You have NO idea how much I owe my Dad. First for teaching me fiscal responsibility and the importance of managing credit wisely. (He's a retired accountant.) But secondly for investing in me. Without his help (actual monetary contribution) I would not have had the working capital required.

I can't fail for my own reasons, but I also feel an incredible responsibility to succeed so that I can pay him back. He gave me half the money I needed to start. I literally couldn't have done it without him!

MM,

I'm going to go out on a limb here, but have you ever thought of doing anything with food?

You seem to really enjoy it and you're good at it. Plus you take such great pics and you're obviously a writer as well...there's got to be some career op in there somewhere!

What else do you like?

Seriously. That's how I found this. I just kept asking myself over and over again: what do I like to do? What am I good at? How can I get paid to do it?

It was always in the back of my mind. I just kept reading magazines, watching tv, and searching the internet.

And you know what? I spent a lot of time in self-doubter-ville thinking: I'm wasting my time on the Internet. I'm loafing here in Barnes and Noble. I should turn the TV off and DO something. Get a real job again. You're not facing reality. Get a grip. Grow up already!

But there was a little part of me that kept saying: No! This is NOT a waste of your time. This is leading you somewhere important.

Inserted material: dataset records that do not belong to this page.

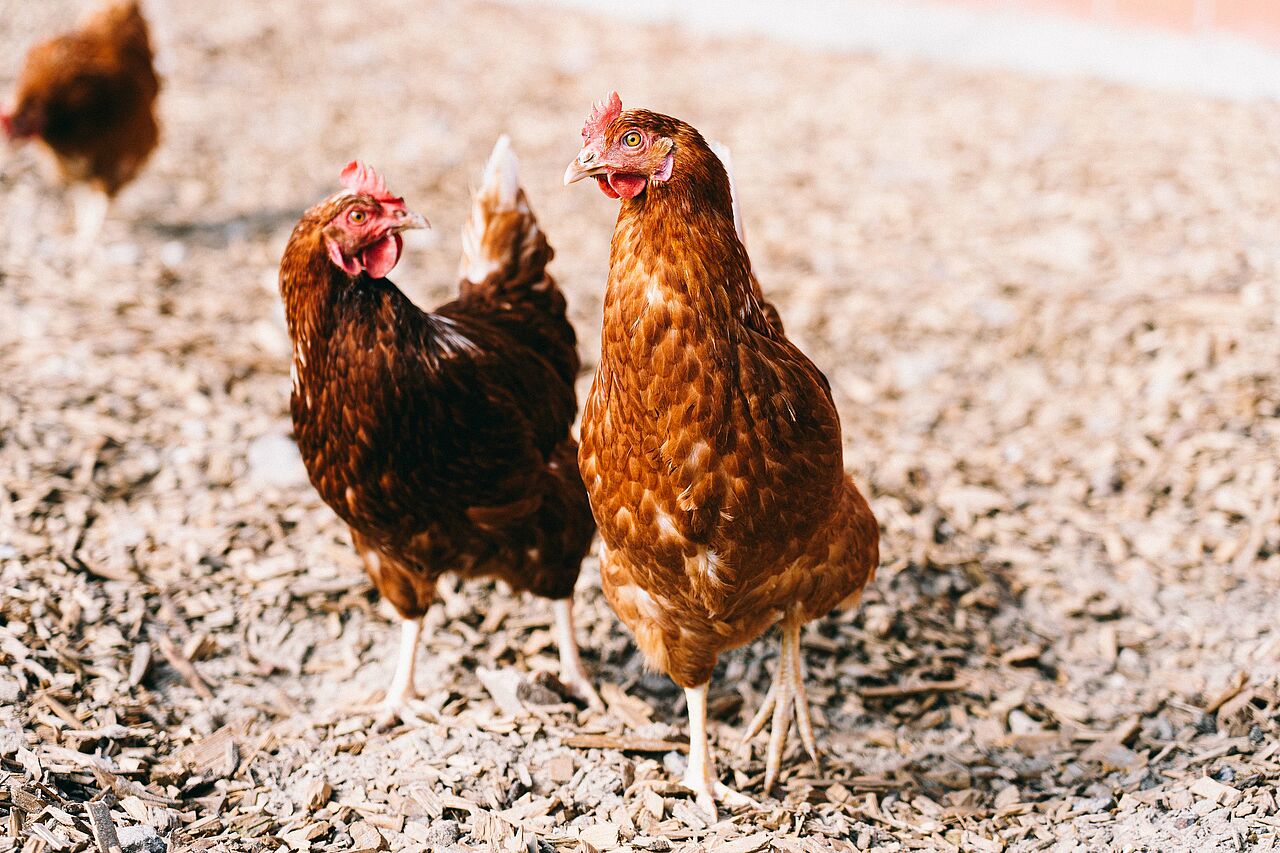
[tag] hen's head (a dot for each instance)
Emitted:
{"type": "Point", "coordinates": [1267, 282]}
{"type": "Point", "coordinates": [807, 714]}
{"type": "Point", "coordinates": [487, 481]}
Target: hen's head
{"type": "Point", "coordinates": [24, 121]}
{"type": "Point", "coordinates": [364, 226]}
{"type": "Point", "coordinates": [632, 150]}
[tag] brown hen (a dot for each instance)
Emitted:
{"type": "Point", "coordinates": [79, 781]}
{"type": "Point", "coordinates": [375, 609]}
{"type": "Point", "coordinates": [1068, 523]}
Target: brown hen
{"type": "Point", "coordinates": [90, 96]}
{"type": "Point", "coordinates": [711, 445]}
{"type": "Point", "coordinates": [440, 438]}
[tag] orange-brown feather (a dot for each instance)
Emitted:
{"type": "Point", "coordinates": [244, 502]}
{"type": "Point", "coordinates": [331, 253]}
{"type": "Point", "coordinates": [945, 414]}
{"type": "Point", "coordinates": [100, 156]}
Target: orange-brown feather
{"type": "Point", "coordinates": [440, 438]}
{"type": "Point", "coordinates": [711, 445]}
{"type": "Point", "coordinates": [91, 97]}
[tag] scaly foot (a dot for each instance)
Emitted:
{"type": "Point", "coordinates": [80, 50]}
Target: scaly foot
{"type": "Point", "coordinates": [786, 698]}
{"type": "Point", "coordinates": [572, 673]}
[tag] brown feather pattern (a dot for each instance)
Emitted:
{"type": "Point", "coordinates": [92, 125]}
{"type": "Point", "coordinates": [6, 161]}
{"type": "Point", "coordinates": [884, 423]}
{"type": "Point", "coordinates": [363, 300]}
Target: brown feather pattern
{"type": "Point", "coordinates": [440, 438]}
{"type": "Point", "coordinates": [90, 96]}
{"type": "Point", "coordinates": [711, 445]}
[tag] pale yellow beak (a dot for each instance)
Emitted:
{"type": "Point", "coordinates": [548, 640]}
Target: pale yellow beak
{"type": "Point", "coordinates": [586, 165]}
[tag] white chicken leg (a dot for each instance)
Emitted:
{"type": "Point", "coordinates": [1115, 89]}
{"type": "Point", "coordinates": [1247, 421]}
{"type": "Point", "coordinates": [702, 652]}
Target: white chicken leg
{"type": "Point", "coordinates": [90, 208]}
{"type": "Point", "coordinates": [700, 771]}
{"type": "Point", "coordinates": [786, 697]}
{"type": "Point", "coordinates": [572, 673]}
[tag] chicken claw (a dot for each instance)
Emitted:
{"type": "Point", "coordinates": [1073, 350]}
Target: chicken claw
{"type": "Point", "coordinates": [572, 673]}
{"type": "Point", "coordinates": [398, 702]}
{"type": "Point", "coordinates": [700, 772]}
{"type": "Point", "coordinates": [786, 696]}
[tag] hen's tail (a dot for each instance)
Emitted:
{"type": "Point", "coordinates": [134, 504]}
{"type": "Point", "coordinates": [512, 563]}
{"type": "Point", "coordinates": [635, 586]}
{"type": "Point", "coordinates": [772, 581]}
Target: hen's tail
{"type": "Point", "coordinates": [502, 245]}
{"type": "Point", "coordinates": [503, 269]}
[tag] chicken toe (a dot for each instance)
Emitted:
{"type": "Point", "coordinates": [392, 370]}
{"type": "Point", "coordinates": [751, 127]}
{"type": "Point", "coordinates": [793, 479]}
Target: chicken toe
{"type": "Point", "coordinates": [700, 772]}
{"type": "Point", "coordinates": [786, 698]}
{"type": "Point", "coordinates": [572, 673]}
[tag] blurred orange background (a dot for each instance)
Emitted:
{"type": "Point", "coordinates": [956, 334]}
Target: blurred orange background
{"type": "Point", "coordinates": [1258, 19]}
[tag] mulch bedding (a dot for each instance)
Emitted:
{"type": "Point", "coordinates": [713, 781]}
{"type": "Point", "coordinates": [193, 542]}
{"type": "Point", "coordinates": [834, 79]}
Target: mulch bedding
{"type": "Point", "coordinates": [1048, 313]}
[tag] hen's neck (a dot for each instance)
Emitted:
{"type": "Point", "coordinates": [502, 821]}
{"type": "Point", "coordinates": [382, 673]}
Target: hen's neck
{"type": "Point", "coordinates": [309, 286]}
{"type": "Point", "coordinates": [680, 250]}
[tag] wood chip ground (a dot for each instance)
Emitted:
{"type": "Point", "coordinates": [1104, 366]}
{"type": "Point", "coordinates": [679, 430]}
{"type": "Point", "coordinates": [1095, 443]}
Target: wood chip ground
{"type": "Point", "coordinates": [1048, 311]}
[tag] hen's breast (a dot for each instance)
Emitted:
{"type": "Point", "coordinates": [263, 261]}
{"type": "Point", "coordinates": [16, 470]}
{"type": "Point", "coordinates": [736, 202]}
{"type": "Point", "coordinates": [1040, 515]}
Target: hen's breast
{"type": "Point", "coordinates": [709, 455]}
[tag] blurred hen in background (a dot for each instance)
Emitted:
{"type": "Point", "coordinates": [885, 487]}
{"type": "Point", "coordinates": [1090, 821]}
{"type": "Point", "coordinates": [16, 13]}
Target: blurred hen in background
{"type": "Point", "coordinates": [440, 438]}
{"type": "Point", "coordinates": [88, 96]}
{"type": "Point", "coordinates": [711, 445]}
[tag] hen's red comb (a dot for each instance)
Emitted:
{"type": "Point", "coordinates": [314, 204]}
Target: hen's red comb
{"type": "Point", "coordinates": [361, 178]}
{"type": "Point", "coordinates": [602, 115]}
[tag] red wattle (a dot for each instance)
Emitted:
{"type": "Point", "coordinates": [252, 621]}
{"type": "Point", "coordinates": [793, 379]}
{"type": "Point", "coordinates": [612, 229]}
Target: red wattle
{"type": "Point", "coordinates": [604, 186]}
{"type": "Point", "coordinates": [629, 186]}
{"type": "Point", "coordinates": [380, 258]}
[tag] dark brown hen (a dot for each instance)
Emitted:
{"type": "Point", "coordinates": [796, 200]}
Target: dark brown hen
{"type": "Point", "coordinates": [711, 445]}
{"type": "Point", "coordinates": [90, 96]}
{"type": "Point", "coordinates": [440, 438]}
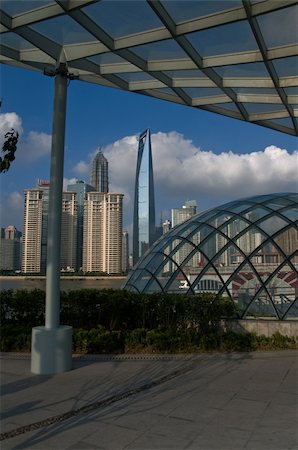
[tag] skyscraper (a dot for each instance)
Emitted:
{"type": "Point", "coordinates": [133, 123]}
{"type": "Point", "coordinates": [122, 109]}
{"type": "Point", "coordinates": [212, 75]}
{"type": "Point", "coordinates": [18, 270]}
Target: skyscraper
{"type": "Point", "coordinates": [99, 174]}
{"type": "Point", "coordinates": [144, 207]}
{"type": "Point", "coordinates": [10, 249]}
{"type": "Point", "coordinates": [34, 248]}
{"type": "Point", "coordinates": [102, 236]}
{"type": "Point", "coordinates": [80, 188]}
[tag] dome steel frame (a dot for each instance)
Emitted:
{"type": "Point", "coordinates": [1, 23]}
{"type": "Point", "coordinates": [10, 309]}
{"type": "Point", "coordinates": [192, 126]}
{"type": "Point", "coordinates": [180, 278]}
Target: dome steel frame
{"type": "Point", "coordinates": [246, 250]}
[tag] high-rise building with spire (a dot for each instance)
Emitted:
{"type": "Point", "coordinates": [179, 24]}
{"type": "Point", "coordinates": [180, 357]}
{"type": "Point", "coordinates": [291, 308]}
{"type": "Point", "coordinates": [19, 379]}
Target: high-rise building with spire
{"type": "Point", "coordinates": [100, 173]}
{"type": "Point", "coordinates": [144, 232]}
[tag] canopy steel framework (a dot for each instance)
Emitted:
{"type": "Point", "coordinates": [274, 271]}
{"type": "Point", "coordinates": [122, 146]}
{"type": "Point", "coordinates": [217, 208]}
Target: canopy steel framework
{"type": "Point", "coordinates": [236, 58]}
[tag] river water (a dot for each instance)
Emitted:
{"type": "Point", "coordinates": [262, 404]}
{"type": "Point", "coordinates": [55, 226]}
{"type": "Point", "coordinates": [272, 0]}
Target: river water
{"type": "Point", "coordinates": [65, 284]}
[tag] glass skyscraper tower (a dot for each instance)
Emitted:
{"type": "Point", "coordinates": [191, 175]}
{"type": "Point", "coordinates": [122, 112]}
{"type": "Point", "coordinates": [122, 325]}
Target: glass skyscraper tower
{"type": "Point", "coordinates": [100, 173]}
{"type": "Point", "coordinates": [144, 208]}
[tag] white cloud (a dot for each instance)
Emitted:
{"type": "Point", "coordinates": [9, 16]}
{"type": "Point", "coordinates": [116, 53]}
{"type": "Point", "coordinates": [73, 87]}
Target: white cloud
{"type": "Point", "coordinates": [183, 171]}
{"type": "Point", "coordinates": [34, 146]}
{"type": "Point", "coordinates": [82, 168]}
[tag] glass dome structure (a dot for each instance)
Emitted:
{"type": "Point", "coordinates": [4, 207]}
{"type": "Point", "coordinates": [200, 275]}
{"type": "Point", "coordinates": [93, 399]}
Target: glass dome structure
{"type": "Point", "coordinates": [245, 249]}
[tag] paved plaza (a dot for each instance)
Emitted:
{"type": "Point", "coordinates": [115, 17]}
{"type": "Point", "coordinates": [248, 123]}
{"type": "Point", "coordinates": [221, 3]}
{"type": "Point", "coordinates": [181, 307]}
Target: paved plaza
{"type": "Point", "coordinates": [204, 401]}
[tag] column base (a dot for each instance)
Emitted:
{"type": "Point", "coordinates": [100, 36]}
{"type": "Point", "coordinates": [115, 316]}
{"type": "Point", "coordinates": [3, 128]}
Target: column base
{"type": "Point", "coordinates": [51, 350]}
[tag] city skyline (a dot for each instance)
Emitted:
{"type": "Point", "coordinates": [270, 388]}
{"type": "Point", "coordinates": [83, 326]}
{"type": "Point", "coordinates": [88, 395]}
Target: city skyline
{"type": "Point", "coordinates": [196, 154]}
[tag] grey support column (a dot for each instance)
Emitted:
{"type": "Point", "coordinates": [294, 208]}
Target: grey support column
{"type": "Point", "coordinates": [51, 348]}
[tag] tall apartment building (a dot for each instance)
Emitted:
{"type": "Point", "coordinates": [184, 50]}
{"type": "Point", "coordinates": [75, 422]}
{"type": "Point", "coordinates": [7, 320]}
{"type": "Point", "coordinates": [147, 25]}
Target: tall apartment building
{"type": "Point", "coordinates": [34, 247]}
{"type": "Point", "coordinates": [180, 215]}
{"type": "Point", "coordinates": [80, 188]}
{"type": "Point", "coordinates": [10, 246]}
{"type": "Point", "coordinates": [125, 252]}
{"type": "Point", "coordinates": [68, 259]}
{"type": "Point", "coordinates": [32, 231]}
{"type": "Point", "coordinates": [102, 236]}
{"type": "Point", "coordinates": [100, 173]}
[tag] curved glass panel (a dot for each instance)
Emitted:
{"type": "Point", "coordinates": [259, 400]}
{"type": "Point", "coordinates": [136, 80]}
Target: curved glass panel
{"type": "Point", "coordinates": [246, 250]}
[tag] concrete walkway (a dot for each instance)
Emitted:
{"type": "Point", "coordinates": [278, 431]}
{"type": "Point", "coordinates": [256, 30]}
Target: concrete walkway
{"type": "Point", "coordinates": [207, 401]}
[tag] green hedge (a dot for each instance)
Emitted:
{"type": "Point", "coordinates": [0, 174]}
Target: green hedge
{"type": "Point", "coordinates": [118, 309]}
{"type": "Point", "coordinates": [117, 321]}
{"type": "Point", "coordinates": [100, 341]}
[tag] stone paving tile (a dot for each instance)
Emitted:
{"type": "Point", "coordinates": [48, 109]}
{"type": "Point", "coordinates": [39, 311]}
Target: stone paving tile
{"type": "Point", "coordinates": [220, 438]}
{"type": "Point", "coordinates": [278, 438]}
{"type": "Point", "coordinates": [152, 441]}
{"type": "Point", "coordinates": [224, 402]}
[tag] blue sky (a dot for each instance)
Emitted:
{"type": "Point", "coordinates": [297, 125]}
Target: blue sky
{"type": "Point", "coordinates": [196, 154]}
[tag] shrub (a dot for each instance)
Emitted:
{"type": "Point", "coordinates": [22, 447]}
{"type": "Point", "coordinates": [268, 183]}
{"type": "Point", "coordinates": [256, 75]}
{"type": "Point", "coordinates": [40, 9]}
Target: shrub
{"type": "Point", "coordinates": [15, 339]}
{"type": "Point", "coordinates": [98, 341]}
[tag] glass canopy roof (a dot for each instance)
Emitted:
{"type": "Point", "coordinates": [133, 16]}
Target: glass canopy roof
{"type": "Point", "coordinates": [235, 58]}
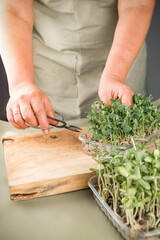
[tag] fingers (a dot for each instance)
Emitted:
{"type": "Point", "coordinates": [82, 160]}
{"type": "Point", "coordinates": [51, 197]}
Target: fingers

And I started the review process with Showhomes in early November, so it was within 9 months of losing my job....

Nine months from layoff to new career and business-ownership. That's the same amount of time it takes to create a new little person who is born into the world.

I am so happy with my choice now that I cannot feel like any of that time was wasted or should have been spent differently.

Anonymous said...

I am so excited for you....I swear that I in my former life I must have done something with home remodeling, design or crafts...I am neither either but I love to death...HGTV, Fine Living network and Do it your self home magazines...I am going to venture out over my Christmas holiday and make me a head board for my new bed as my Christmas present...I have stalked many websites to find just what I want...It is ironic but you said that you didn't want to work for the man anymore and get a better grip on yourself financially...I am starting myself on a financial bootcamp this new year...My goal is to have at least 1800 saved by the end of the year, pay off bills as well as paydown and just know where I am financially..I'll keep you updated on my progress....All of my friends trip on me because I am not the creative one but the brains of a lot of my friendships but by taking that leap and venturing out to new and different things...I am setting myself up for success, no matter how you look at it...I look at tons of things I can do around the house and say...that would be great..I just need this, this and this.....I am so proud of you for following your dreams...A lot of times we don't follow our dreams we just dream about the dream...

Unknown said...

Natasha--
I will pray that your endeavor is financially as well as spiritually successful. Over the years I have had many people and experiences push me toward entreprenuership, but I still haven't gathered the courage to do what you did--ask YOURSELF what you want to do.
I admire your courage and faith in yourself. No matter what comes that will take you far. I look forward to reading about your venture.

muslimahlocs said...

what a great service. i have used a stager before and it's like having an instant interior design consultation. all the best to you.

RedDredPrincess said...

Congratulations to you! It is so much easier to work hard when you are doing something that you love!

You know that I, of all people, can relate to the frustration that you were feeling after your lay-off. And I admit that I have been feeling more entrepreneurial myself these days, or rather more open to less traditional opportunities. We have witnessed how corporate america is not the stable place it once was. I wish you the best of luck!